Dr. Harold A. Haynes, 89, head of black public schools in the District of Columbia at the time the city's schools were desegregated, died July 31 at the Mar-Salle nursing home in Washington. He had suffered from arteriosclerosis.

He began his 39-year career in the D.C. public schools in 1919 as a teacher of applied electricity at Armstrong High School.He served as principal of Browne Junior High School in the 1930s and then Armstrong and Dunbar High schools during the 1940s.

Dr. Haynes was named associate superintendent of schools in 1948 and became the first assistant superintendent of schools - head of black public schools - in 1951.

After desegregation in 1954 he was named deputy superintendent of schools for coordinated services. In this position he helped supervise curriculum revision, reading clinics and schooling for the handicapped.

Dr. Haynes was related to educators by birth and marriage. A grandfather, Henry Johnson, had been a school board member during the 1800s when Washington had both black and white boards. Dr. Haynes's wife, Dr. Euphemia L. Haynes, was president of the D.C. Board of Education for a time during the 1960s.

He was a native of Washington and graduated from the old M Street High School. He earned a bachelor's degree in electrical engineering at the University of Pittsburgh, master's degree in education at the University of Chicago, and a doctorate in education at New York University.

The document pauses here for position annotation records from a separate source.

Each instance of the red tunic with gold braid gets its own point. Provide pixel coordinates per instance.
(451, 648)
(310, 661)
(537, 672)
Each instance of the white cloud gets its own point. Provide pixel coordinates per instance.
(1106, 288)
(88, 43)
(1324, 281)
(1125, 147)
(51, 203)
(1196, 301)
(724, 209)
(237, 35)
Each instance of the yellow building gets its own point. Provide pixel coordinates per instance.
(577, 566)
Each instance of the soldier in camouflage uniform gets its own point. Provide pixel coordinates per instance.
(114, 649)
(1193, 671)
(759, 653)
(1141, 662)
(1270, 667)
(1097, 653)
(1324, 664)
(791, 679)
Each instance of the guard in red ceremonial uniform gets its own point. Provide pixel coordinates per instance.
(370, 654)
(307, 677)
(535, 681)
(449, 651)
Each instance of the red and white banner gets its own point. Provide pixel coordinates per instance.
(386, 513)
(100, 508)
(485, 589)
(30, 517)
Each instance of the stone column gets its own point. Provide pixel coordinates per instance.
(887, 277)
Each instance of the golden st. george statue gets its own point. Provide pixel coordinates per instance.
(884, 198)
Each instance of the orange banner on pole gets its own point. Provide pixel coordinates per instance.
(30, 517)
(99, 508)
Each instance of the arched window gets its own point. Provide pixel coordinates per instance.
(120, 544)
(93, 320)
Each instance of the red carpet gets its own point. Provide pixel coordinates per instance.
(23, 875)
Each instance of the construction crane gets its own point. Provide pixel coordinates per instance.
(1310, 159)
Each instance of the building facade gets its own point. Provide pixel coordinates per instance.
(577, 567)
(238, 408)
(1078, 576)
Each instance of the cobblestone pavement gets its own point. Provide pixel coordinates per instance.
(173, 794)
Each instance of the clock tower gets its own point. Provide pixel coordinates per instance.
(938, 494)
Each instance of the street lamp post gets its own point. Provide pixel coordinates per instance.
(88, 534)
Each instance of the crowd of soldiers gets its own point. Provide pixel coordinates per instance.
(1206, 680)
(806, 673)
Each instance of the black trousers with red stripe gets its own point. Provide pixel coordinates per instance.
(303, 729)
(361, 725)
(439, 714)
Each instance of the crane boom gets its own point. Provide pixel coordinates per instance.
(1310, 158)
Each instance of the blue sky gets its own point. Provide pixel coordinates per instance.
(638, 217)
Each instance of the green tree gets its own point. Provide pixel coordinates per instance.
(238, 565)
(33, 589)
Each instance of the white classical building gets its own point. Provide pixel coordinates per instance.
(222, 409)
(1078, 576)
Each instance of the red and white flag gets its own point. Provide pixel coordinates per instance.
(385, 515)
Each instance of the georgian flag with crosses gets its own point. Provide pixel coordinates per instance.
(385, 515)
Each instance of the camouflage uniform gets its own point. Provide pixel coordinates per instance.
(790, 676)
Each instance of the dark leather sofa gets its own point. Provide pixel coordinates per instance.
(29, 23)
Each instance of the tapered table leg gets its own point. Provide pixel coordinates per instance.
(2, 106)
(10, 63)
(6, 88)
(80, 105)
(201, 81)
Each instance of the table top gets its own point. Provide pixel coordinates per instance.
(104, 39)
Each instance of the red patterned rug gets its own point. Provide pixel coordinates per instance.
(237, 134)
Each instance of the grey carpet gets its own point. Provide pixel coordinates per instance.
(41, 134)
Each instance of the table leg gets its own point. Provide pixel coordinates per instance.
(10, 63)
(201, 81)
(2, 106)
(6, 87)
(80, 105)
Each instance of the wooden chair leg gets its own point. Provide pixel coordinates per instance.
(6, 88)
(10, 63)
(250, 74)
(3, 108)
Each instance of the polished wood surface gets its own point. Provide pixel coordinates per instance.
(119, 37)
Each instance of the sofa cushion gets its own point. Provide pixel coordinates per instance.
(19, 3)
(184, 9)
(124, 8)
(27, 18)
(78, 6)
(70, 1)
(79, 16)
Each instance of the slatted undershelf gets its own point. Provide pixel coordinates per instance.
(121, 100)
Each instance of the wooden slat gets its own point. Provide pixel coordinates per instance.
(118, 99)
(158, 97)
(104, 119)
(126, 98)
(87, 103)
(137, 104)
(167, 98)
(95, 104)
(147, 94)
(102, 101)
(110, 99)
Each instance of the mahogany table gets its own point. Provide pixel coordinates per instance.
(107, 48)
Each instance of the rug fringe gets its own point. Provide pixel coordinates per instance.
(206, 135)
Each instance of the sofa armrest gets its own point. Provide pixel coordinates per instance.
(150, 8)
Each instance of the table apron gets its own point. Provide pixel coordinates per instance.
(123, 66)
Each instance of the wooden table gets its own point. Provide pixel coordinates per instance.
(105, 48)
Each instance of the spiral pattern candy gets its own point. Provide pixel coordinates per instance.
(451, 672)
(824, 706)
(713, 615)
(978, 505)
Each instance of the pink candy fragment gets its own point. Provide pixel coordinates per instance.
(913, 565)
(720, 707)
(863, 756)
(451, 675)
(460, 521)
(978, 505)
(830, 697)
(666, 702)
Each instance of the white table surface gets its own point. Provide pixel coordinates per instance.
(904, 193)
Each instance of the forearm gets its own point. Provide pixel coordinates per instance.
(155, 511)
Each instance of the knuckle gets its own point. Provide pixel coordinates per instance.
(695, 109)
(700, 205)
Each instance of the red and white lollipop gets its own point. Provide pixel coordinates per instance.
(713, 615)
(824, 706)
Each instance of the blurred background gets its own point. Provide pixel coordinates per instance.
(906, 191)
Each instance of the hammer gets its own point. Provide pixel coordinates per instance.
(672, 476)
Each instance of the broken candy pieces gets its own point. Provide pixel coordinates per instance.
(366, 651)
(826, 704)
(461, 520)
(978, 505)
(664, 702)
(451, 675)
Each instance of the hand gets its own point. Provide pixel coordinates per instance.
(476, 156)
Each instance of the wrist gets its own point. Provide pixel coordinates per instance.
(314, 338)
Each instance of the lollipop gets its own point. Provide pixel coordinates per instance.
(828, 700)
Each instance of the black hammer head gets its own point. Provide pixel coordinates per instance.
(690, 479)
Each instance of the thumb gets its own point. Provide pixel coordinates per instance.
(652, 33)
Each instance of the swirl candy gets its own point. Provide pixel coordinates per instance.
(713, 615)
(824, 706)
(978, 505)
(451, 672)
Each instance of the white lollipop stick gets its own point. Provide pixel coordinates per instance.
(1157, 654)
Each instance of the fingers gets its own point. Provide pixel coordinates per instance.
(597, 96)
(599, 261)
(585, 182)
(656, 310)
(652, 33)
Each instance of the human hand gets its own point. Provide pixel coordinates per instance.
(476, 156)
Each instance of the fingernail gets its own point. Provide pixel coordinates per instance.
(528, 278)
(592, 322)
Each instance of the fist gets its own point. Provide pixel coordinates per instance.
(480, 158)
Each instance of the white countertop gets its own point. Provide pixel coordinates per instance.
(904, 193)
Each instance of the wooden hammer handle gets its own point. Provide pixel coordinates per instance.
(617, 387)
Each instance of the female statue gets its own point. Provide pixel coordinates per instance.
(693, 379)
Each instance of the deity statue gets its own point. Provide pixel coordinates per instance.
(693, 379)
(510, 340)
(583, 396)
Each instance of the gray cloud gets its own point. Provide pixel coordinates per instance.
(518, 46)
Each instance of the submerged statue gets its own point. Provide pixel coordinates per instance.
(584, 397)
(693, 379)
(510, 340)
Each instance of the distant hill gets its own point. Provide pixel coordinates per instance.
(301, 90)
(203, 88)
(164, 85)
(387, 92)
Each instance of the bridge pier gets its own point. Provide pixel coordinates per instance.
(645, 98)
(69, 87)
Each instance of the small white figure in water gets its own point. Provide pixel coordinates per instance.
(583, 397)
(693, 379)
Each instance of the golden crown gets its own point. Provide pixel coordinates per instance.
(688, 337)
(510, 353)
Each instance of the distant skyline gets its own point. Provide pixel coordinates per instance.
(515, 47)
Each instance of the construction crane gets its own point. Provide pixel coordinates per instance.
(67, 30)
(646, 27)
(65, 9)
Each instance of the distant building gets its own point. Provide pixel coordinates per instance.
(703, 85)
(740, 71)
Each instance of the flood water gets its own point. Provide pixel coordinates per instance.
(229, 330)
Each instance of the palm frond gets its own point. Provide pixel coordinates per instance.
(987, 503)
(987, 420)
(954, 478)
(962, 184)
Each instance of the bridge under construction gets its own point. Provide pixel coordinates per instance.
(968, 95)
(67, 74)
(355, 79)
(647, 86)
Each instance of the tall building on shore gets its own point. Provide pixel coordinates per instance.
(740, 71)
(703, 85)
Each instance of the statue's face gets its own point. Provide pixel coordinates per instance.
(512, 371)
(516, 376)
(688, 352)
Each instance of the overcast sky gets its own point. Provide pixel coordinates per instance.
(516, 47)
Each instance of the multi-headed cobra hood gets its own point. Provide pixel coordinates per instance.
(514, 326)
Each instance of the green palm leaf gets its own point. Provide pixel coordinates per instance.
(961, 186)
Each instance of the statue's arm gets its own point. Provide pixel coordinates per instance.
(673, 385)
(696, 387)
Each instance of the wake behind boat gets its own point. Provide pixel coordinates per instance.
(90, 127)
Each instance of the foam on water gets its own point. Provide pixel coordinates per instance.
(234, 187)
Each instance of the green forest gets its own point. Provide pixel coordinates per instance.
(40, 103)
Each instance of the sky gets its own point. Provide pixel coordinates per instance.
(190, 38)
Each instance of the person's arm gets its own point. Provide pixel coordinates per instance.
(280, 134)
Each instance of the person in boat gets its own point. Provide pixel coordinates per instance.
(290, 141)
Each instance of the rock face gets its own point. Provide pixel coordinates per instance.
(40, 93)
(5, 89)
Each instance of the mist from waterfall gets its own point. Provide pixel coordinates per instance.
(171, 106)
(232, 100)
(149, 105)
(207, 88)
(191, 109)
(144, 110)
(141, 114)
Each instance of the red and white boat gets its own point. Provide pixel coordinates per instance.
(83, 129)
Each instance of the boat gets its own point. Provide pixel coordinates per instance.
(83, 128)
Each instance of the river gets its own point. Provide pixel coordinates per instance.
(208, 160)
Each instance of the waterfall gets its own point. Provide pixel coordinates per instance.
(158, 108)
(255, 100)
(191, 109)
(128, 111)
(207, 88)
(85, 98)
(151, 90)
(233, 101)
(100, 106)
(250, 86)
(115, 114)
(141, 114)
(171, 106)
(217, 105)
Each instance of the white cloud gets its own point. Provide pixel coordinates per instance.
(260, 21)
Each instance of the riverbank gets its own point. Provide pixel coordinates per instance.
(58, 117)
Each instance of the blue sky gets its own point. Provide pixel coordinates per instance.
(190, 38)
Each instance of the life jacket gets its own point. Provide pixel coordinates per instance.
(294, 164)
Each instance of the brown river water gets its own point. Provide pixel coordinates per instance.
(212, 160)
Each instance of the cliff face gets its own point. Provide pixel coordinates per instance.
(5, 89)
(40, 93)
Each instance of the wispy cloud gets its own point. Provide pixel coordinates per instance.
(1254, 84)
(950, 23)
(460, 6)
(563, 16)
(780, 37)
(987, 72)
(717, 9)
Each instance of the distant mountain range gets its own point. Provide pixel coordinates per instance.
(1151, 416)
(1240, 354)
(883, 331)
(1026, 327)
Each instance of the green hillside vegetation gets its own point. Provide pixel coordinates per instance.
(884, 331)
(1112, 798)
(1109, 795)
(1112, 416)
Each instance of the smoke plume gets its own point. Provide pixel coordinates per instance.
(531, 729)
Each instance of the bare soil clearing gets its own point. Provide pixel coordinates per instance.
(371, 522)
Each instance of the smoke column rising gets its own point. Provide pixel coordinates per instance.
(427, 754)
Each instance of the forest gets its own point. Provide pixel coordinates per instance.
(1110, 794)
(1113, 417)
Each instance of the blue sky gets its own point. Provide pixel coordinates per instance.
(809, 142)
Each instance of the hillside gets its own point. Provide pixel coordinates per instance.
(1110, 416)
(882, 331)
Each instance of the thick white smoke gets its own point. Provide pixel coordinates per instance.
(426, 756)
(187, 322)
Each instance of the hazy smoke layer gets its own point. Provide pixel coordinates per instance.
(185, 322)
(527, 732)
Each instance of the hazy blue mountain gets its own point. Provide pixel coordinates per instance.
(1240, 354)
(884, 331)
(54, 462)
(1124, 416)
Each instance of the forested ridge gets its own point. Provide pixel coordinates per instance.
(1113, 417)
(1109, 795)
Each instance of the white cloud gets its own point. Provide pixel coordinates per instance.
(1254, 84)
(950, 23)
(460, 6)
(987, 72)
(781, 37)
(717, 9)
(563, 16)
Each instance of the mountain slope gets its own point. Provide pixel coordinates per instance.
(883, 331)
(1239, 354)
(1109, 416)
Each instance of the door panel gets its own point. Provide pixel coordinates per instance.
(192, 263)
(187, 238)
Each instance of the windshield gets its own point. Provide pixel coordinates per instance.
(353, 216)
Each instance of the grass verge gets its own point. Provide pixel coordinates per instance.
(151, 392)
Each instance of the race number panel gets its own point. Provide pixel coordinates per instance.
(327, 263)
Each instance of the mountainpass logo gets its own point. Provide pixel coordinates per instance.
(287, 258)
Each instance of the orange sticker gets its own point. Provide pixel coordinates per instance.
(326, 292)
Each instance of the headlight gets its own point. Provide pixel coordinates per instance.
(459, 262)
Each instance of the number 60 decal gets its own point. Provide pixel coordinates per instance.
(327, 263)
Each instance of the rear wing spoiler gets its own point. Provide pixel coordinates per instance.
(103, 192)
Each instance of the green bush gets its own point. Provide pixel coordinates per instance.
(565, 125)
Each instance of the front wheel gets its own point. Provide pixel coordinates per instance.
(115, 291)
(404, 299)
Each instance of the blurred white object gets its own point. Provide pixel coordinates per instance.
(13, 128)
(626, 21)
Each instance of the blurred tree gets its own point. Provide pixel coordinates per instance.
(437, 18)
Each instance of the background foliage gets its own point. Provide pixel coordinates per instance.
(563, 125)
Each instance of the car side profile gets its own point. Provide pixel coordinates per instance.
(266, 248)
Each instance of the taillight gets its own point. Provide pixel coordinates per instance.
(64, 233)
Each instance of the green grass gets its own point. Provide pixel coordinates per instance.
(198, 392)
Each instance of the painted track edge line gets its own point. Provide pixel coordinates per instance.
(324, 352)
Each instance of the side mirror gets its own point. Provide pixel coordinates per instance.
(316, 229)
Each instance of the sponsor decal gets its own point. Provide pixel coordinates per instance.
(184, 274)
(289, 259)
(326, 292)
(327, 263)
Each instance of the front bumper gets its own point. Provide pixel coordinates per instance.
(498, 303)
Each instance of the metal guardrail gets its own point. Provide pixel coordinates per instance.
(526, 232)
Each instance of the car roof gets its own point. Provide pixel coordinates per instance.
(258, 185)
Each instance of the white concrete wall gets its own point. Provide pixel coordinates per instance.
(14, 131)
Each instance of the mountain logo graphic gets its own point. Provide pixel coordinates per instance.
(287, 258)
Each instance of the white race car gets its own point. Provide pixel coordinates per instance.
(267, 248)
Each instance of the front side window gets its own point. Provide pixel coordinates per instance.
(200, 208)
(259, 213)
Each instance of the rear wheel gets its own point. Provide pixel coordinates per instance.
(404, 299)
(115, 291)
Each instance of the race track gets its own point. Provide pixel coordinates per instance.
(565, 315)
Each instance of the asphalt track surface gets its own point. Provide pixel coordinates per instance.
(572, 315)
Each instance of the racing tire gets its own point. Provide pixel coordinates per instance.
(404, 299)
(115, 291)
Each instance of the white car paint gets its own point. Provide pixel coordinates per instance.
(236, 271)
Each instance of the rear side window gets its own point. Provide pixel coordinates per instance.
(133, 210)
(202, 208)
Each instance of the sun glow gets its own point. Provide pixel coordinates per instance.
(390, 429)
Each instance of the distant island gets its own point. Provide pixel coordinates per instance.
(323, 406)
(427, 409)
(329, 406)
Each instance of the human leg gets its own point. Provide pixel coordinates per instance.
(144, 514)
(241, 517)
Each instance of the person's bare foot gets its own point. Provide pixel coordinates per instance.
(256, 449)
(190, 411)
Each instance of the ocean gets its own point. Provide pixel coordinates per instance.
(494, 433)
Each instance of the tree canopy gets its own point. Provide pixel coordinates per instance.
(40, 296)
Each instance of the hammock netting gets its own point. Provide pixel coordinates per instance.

Dr. Haynes began his taching career at Howard University in 1912, where he taught electrical engineering for six years before joining the D.C. schools.

As a teacher he believed that students should be exposed to practice as well as theory. During his years at Armstrong he frequently had his students working on wiring for commercial builders and in school buildings.

Speaking before a group of elementary school principals in 1954, he cited "too rapid and unbalanced" maturity in school children as a growing problem for educators. He said he believed children were changing "because of their experiences with radio, television, movies and modern comic books." He said juvenile delinquency could be attributed to this "too rapid , unbalanced maturity."

But at the time of his retirement in 1958. Dr. Haynes said that he had come to the conclusion that there were no really new problems in education. He said that there is only the always new and challenging "classroom situation - just the teacher and the student."

Dr. Haynes' professional memberships included the National Association of Secondary School Principals, the Columbian Educational Association, the American Association of School Administrators and the American Society for Engineering Education.

He was a member of the Pigskin Club and the East Central Civic Association.

He is survived by his wife, of the home in Washington.